Leer, ha sido, gran parte de mi vida, algo mecánico. Recorro los textos sin tregua, mientras cazo piezas de rompecabezas con la expectativa de armar una o varias ideas. No me tropiezo, corro sin mirar atrás, pescando ideas fáciles frente a mí que puedan servirme para digerir. Le arranco un sentido – cualquiera – a las palabras, las frases, los párrafos; me apresuro a llegar al final para que mi memoria sostenga todo lo que quepa en la pequeña ánfora que me tocó; luego la vuelco en el borde de la página y reviso, escaneo, pienso, reflexiono lo que me quedó. Finalmente vuelvo al texto y tras digerirlo levemente, empiezo a leer.

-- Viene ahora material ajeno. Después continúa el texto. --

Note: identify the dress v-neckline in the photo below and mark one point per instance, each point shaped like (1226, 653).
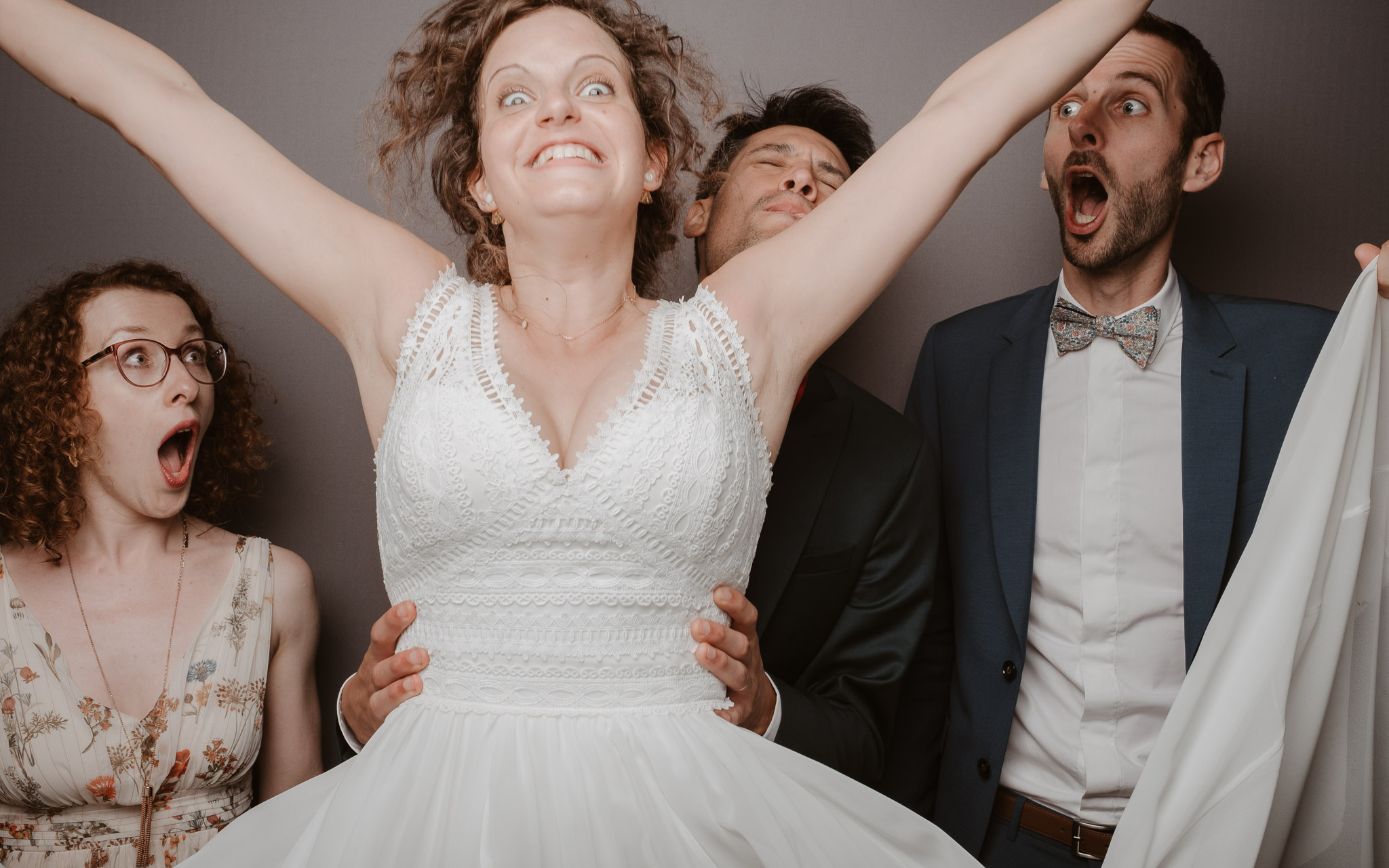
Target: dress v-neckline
(54, 656)
(625, 401)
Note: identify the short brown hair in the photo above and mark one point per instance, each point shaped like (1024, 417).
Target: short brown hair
(45, 414)
(1203, 83)
(434, 88)
(816, 107)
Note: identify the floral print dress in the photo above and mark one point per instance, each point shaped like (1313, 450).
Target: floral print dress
(70, 783)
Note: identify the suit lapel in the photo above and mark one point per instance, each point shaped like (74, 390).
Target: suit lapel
(804, 466)
(1213, 427)
(1015, 429)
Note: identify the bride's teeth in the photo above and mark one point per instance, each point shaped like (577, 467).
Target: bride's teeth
(557, 152)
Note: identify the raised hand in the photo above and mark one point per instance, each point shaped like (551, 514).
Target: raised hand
(1366, 253)
(385, 677)
(734, 656)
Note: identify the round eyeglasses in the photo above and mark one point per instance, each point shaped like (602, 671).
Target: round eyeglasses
(146, 363)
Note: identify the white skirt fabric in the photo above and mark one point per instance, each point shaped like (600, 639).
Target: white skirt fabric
(438, 787)
(1276, 753)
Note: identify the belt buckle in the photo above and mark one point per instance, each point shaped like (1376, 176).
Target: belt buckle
(1076, 837)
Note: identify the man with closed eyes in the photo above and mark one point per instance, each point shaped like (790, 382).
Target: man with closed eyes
(842, 580)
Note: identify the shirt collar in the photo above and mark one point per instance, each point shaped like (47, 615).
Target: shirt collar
(1169, 302)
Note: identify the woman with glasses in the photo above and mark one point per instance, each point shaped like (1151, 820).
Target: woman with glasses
(113, 385)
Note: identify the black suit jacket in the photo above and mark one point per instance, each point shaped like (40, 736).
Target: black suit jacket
(845, 570)
(978, 396)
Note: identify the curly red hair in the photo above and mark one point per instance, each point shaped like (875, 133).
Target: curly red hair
(45, 418)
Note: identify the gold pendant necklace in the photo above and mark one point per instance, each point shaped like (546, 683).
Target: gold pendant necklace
(142, 854)
(524, 323)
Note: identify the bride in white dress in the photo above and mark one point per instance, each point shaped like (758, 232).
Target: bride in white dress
(559, 519)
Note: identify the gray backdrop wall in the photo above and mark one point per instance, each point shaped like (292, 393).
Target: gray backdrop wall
(1308, 178)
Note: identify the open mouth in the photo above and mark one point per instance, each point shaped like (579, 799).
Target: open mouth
(568, 152)
(1087, 201)
(176, 453)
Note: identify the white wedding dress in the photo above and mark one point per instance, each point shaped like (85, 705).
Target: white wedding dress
(564, 719)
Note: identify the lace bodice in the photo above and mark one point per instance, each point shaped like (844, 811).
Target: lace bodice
(567, 591)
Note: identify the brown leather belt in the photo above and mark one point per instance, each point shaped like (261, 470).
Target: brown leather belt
(1085, 841)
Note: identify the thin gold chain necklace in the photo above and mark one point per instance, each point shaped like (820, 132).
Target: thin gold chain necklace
(142, 856)
(515, 303)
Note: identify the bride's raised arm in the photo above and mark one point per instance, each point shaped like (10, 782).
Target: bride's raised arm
(796, 292)
(346, 267)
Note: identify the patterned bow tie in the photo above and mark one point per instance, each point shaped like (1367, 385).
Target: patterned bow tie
(1135, 331)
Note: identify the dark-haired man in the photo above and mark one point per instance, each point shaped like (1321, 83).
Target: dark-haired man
(842, 578)
(1106, 442)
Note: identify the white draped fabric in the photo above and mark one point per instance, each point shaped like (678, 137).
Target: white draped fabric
(1277, 749)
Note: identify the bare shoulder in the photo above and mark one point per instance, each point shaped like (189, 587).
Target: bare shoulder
(295, 614)
(294, 576)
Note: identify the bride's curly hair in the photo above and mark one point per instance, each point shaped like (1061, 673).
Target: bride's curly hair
(46, 424)
(432, 99)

A mis cinco años, cuando me “leía” la Historia Interminable de Ende, no pensé que enfrentarme a un texto sería difícil. Me resultaba sencillo pensar que podía correr por las páginas siguiendo a Bastián Baltasar Bux o Atreyu en sus aventuras, sin pensar en trascender el texto. Todo era hermoso, entretenido y demasiado sencillo. A mis veinticinco años agonizo con treinta páginas de texto escrito las cuales leo en silencio, en voz alta, a gritos y me llevan a encerrarme en el cuarto para reflexionar o enredarme la cabeza. Al final, sin embargo, el texto no me dice mucho. Se queda callado, su título en mis pupilas, esperando que procese sus ideas o vuelva a entrar en él.

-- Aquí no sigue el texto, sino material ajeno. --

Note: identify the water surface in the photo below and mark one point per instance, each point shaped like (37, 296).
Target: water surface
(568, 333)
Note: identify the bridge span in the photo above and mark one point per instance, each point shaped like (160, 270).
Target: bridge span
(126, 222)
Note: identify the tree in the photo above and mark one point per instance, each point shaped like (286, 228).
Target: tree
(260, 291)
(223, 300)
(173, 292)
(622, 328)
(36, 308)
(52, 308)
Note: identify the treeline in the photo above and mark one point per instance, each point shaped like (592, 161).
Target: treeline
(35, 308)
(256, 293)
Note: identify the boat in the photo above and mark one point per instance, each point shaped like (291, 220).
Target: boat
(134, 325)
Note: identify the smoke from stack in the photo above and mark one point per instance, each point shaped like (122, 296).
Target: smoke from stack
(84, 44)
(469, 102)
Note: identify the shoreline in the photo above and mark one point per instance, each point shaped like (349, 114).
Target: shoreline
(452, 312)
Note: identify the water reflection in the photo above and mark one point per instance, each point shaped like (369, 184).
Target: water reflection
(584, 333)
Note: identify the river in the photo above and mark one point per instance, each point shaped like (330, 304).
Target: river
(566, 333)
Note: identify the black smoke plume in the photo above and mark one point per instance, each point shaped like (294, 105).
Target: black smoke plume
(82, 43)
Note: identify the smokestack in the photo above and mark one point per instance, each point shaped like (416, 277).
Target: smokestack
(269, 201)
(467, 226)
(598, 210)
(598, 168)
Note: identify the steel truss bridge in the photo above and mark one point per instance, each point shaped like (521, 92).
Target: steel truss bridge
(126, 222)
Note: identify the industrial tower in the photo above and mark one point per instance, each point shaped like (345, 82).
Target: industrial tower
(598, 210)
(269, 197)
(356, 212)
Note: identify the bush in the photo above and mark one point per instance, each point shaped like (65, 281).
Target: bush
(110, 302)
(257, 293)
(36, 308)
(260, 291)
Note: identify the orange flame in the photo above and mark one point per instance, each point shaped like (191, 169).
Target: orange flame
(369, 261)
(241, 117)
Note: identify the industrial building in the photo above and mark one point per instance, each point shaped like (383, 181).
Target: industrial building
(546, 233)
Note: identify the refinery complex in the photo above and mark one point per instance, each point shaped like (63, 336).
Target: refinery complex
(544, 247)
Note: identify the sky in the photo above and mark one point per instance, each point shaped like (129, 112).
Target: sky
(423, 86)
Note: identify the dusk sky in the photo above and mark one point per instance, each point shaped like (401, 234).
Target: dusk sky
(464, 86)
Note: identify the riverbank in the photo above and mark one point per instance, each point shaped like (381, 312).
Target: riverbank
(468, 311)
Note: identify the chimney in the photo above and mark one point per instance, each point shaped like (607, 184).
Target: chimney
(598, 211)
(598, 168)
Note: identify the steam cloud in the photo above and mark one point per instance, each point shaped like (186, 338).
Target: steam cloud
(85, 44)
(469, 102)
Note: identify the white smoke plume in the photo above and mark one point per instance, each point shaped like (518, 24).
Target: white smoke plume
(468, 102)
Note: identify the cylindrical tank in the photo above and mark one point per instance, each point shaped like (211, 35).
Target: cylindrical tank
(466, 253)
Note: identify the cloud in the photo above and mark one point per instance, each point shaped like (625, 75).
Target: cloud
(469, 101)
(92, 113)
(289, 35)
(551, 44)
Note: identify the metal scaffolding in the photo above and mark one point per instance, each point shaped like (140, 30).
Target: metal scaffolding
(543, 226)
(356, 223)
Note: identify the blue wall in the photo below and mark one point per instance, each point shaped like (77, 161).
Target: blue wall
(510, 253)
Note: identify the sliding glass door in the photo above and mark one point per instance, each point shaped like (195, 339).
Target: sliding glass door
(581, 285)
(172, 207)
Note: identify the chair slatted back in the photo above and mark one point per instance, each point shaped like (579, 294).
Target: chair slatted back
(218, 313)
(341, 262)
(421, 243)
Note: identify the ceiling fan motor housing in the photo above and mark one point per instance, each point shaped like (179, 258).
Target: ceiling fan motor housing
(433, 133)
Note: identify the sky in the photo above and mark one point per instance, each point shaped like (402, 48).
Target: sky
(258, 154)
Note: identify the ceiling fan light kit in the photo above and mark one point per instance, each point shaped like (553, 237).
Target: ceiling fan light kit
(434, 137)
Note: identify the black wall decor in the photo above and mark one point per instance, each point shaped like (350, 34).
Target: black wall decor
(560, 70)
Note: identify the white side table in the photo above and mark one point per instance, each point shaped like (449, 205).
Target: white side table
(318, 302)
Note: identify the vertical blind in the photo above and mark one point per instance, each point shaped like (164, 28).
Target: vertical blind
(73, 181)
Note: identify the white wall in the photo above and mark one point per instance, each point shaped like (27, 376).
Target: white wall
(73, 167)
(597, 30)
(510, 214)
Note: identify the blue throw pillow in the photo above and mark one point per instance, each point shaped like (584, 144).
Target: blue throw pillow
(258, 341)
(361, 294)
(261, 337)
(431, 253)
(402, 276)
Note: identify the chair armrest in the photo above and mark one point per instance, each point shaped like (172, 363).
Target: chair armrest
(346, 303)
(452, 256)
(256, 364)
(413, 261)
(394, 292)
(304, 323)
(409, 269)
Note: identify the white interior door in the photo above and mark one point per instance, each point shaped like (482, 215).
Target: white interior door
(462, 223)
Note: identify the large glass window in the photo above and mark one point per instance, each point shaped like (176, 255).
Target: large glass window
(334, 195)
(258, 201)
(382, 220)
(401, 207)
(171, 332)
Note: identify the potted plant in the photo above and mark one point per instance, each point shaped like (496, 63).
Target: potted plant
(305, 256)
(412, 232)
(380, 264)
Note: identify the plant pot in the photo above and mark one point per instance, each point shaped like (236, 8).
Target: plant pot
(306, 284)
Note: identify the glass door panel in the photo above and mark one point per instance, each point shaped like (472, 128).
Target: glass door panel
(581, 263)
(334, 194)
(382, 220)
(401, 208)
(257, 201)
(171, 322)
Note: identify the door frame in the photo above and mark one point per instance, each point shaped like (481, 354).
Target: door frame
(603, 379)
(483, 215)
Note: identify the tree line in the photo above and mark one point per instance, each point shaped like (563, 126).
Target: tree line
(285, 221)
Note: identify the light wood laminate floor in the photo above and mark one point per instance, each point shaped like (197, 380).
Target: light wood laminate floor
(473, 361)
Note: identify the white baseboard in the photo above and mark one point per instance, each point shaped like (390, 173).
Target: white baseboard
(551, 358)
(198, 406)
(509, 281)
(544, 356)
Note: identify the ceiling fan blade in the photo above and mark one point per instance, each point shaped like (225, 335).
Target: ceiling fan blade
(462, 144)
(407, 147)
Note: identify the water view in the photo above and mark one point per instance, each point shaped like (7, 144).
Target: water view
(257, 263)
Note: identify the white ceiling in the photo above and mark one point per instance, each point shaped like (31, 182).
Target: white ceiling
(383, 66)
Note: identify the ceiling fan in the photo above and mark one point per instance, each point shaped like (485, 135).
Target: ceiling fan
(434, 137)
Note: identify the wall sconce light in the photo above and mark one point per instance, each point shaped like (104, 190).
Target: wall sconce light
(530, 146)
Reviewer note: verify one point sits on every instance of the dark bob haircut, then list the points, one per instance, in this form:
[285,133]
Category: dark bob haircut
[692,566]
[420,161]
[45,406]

No puedo presumir de mi universo léxico, ni de mi habilidad para cazar el sentido del texto a la primera. A veces me frustro frente a dos frases que se interponen en mi lectura por una palabra que no comprendo; intento pescar pistas del contexto para hacerme una idea general y, a la hora de la relectura, estar armado de elementos que me sirvan para comprender. No siempre lo consigo; es ahí cuando debo acudir al diccionario a resolver la duda para no estancarme y avanzar. Dentro del texto, rendirme por un bloqueo no es permitido; me desanimo sí, pero siempre estoy presto a desafiar mi automatismo lector e ir mejorando en el acto de leer. Mi avance es lento pero significativo; es necesario.
Algún día seré profesor y será mi deber enseñar a leer, invitar a los jóvenes a curiosear entre las líneas. Para eso es necesidad saber hacerlo y me falta un buen trecho para sentirme capaz de compartirle mi cómo leer a alguien. Disfruto mis lecturas en cuanto las entienda: si ésta no me dice, no me deja o no soy capaz de sacar algo, no aportará un ápice a mi universo lector y no es que me abunde. Además, llegar a un salón de clases sin un universo lector más allá del académico resulta poco productivo además de desgraciado para los muchachos a mi cargo. Por eso me reafirmo como el retazo de lector que soy; lector en proceso, en formación; aspirante a la posibilidad de trascender la lectura para, eventualmente, enseñarla.